Mr Thomson would not divulge the commercial details, but described the agreement as “very textured, a very thoughtful deal”.
He said Google was establishing its content priorities and News Corp was “learning a lot from Google”.
“We’re going to work to develop new content with them, text to video, what type of video works for them, the importance of audio for YouTube,” he said.
“We’re also working on things like subscription mechanics, there’s a revenue share deal on the ad mechanics.”
Working closely with the Google teams ... we are getting a much better sense of what that content landscape will look like.
— Robert Thomson, News Corp CEO
Mr Thomson said deals with Google would allow News Corp to better understand what “contemporary content” looked like and how it could make the most of that opportunity.
He said while News Corp understood how people were accessing content through digital means and on mobile, the key to understanding how it would change was asking what it would look like in the future.
“Working closely with the Google teams ... we are getting a much better sense of what that content landscape will look like,” Mr Thomson said.
“It helps to have the partnership and frankly, it certainly helps to have the money.”
Mr Thomson also addressed News Corp’s pay television operator Foxtel, saying it was a “crucial time” for the broadcast offering as the company looked to beef up its streaming platforms Binge and Kayo.
At News Corp’s second-quarter fiscal results presentation, the subscriptions video services business that houses Foxtel boosted its revenue by only 2 per cent to $US511 million.
As of December 31, Foxtel’s total closing paid subscribers were 3.31 million, with 2 million for the traditional broadcast offering and the remainder across streaming platforms. Of the latter, 624,000 were paying for sports offering Kayo, 431,000 were paying for entertainment platform Binge and 258,000 were paying for Foxtel Now.
We are now entering a crucial moment for Foxtel, having built up that streaming service.
— Robert Thomson
“At Foxtel, the streaming service numbers are up 92 per cent in quarter two compared to the previous year, which is a fundamental change in the character of the business,” Mr Thompson told the conference.
He said the important part of streaming was “having the product to stream” and cited News Corp’s efforts to renegotiate its sports rights in the middle of the COVID-19 pandemic, with long-term agreements in place “at reset rates” for the AFL and rugby league.
Mr Thomson also credited Foxtel’s leadership team, namely CEO Patrick Delaney and chairman Siobhan McKenna, with focusing on understanding subscriber churn and how the products were vulnerable to that.
He also acknowledged concerns around products such as Binge and Kayo cannibalising the traditional Foxtel broadcast audience.
Mr Thomson said the team had done an “expert job” at ensuring the total number of streaming subscribers had “little impact on that core broadcast audience”, noting it was Foxtel’s challenge to ensure Foxtel customers understood they were paying for a premium product.

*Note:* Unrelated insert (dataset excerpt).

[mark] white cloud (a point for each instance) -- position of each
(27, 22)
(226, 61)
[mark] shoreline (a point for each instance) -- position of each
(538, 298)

“We are now entering a crucial moment for Foxtel, having built up that streaming service,” he said.
Mr Thomson said the opportunity for Kayo Sports, which has a new competitor in Nine’s Stan Sports, was retaining customers of Telstra’s Live Pass.

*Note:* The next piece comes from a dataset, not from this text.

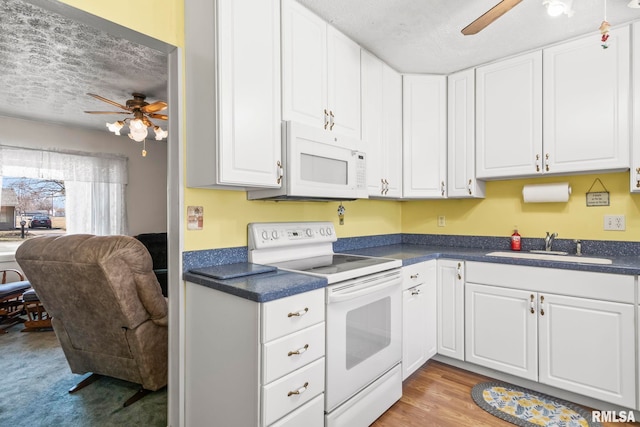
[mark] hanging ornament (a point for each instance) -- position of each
(604, 29)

Last month, Telstra, which has a 35 per cent stake in Foxtel, announced a new commercial partnership that would result in Kayo Sports replacing the telco’s AFL and NRL Live apps.
“Live Pass has about 3.2 million users. Our best estimate is only 10 per cent of those currently have Kayo, the potential opportunity for us over the next 10 months in building up Kayo’s user base quite significantly,” Mr Thomson said.